Swiss group links lower earnings to one-off effect of restructuring launched in final quarter of 2024
Altdorf, Switzerland – Datwyler Group has seen a 33% year-on-year decline in annual earnings (EBIT) to CHF80.2 million (€85 million), due mainly to a rationalisation programme launched in the final days of last year.
Net revenue for the full year fell 3.8% to CHF1.10 billion, compared to CHF1.15 billion reported the year before, Datwyler announced 6 Feb.
Datwyler linked the earnings decline to the “one-off costs” associated with the ForwardNow programme which had a negative impact of CHF37.9 million on the results in the reporting year. (ERJ report)

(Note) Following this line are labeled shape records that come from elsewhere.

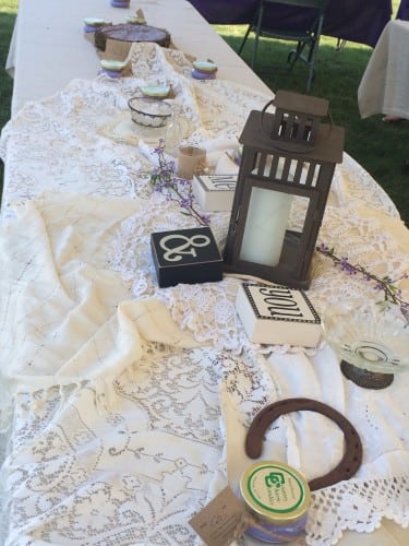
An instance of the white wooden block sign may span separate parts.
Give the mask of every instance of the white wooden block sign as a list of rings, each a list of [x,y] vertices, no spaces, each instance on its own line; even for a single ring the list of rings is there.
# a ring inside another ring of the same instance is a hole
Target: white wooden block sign
[[[302,290],[244,283],[236,308],[253,343],[316,347],[320,342],[321,319]]]

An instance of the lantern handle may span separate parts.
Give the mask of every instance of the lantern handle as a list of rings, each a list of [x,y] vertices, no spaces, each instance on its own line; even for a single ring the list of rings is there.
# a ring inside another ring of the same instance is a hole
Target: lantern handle
[[[313,144],[310,144],[306,141],[303,141],[302,143],[300,143],[300,142],[289,142],[289,141],[285,141],[282,139],[273,139],[272,135],[268,133],[268,131],[265,129],[265,127],[264,127],[265,115],[266,115],[269,106],[272,106],[272,105],[274,106],[274,102],[275,102],[275,98],[273,98],[272,100],[268,100],[268,103],[263,107],[263,109],[261,111],[260,130],[262,131],[262,133],[275,143],[275,147],[277,150],[281,150],[282,152],[296,152],[299,154],[310,152],[314,147]],[[329,126],[329,132],[328,132],[328,136],[329,136],[332,131],[333,131],[333,116],[330,114],[329,108],[328,108],[328,112],[327,112],[327,118],[328,118],[328,126]]]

Over the medium-term and in a normal operating environment, the Swiss group said it expected revenue growth “in the higher single-digit percentage range and an EBIT margin of 17% plus.”
In light of market forecasts, Datwyler said it was “cautiously optimistic and expects to see a continuous increase in revenue and profitability.”
In terms of sales, Datwyler said it experienced “a weak environment” in four out of five of its relevant markets and a negative currency impact of 2.4%.
In the 'healthcare solutions' segment, customers continued reducing their safety stocks last year, leading to a 5% revenue decline to CHF446 million.
The strongest impact came from the loss of revenue from high-margin components for Covid-19 vaccines, said Datwyler.
Due to lower demand and negative currency effects, earnings for the segment fell 17% year-on-year to CHF61.8 million before being adjusted for rationalisation, Datwyler noted.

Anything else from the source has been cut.